Headlines about hacking, involving our phones, email—you name the system or device—have presented the public with a negative view on the term “hacking,” correlating the act with mischievous or even criminal activity. However, most hackers are not criminals, maintains David Brumley, the director of Carnegie Mellon’s CyLab Security and Privacy Institute. Hackers, he argues, are curious and imaginative professionals who seek a deep understanding of how something works. Here are a few hackers from CyLab explaining why they hack. 

David Brumley

Director of CyLab, Professor of ECE, and faculty advisor to the Plaid Parliament of Pwning

 "Hacking is like solving a puzzle. The person who solves it often gains a better understanding of the program than its creator." 

Yuan Tian

Ph.D. student in ECE

"We hack because we care about security, and we want to protect people from potential threats by identifying problems systematically.

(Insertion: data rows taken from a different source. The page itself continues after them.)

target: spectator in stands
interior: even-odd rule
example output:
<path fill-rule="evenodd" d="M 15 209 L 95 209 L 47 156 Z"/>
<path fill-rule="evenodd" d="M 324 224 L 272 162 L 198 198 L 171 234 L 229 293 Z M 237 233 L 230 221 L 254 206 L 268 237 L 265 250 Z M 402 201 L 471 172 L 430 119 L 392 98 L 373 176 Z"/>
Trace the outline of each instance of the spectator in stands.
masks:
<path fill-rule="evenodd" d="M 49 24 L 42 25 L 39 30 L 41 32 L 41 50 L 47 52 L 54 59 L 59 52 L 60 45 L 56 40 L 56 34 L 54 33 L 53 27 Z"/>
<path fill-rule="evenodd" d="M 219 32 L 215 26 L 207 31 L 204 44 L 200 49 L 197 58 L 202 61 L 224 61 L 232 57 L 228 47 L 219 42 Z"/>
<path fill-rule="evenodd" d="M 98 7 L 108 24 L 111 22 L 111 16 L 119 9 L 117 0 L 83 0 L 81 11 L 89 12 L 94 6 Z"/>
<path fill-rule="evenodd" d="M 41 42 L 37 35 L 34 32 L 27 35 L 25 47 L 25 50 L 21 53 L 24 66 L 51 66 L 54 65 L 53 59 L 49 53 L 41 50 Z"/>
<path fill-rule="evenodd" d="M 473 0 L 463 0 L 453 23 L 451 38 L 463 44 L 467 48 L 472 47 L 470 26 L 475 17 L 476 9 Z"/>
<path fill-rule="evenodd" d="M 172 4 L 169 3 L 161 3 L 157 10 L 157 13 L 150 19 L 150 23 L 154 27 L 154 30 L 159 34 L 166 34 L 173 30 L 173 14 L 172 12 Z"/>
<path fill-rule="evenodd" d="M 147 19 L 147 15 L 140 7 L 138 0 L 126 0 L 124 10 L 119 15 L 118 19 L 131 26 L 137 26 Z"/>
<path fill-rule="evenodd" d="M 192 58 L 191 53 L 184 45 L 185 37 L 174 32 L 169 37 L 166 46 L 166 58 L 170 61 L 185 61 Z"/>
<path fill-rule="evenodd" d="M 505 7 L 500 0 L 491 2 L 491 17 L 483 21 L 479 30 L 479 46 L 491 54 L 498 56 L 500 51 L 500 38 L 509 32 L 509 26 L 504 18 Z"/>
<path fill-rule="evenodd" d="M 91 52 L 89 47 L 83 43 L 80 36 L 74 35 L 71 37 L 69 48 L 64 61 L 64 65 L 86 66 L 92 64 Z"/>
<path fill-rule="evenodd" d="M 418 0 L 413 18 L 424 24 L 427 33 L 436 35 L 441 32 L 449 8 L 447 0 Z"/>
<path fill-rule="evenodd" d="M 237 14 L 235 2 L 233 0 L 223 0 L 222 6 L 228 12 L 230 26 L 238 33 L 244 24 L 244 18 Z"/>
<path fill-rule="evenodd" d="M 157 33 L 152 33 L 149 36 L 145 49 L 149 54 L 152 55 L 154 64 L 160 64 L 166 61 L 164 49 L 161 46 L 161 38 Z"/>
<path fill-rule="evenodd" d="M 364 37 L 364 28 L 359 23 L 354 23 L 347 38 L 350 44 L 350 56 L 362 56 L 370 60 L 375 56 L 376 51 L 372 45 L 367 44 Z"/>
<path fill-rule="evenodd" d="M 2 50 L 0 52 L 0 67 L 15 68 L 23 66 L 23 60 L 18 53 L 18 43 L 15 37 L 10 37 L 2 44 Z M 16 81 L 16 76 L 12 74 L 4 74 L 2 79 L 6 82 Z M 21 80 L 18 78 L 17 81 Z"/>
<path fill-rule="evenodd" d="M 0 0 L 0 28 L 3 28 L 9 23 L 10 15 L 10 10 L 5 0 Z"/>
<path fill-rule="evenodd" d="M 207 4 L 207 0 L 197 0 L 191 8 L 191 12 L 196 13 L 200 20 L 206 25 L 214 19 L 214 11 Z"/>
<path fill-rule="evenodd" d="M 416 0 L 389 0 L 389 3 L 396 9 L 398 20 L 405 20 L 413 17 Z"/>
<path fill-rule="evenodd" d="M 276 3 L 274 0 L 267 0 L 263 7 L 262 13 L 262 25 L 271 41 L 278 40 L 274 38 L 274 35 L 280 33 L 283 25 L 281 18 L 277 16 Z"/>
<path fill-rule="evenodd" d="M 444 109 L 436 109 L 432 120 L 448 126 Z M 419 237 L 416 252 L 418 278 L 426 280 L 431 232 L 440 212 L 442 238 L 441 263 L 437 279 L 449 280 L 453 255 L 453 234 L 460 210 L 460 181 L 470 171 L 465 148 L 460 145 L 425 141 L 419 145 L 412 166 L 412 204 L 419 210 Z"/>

We hope to educate developers, who will design and implement secure systems, and users, who can avoid being attacked."

Robert Xiao

Ph.D. student in CS and a member of the Plaid Parliament of Pwning

"Perhaps the simplest answer is that I hack to learn — it’s a fantastic opportunity to learn more about the world of cybersecurity, with the aim of understanding complex computer systems. With better understanding of the security challenges we face, I can develop more secure systems and help colleagues improve their computer security."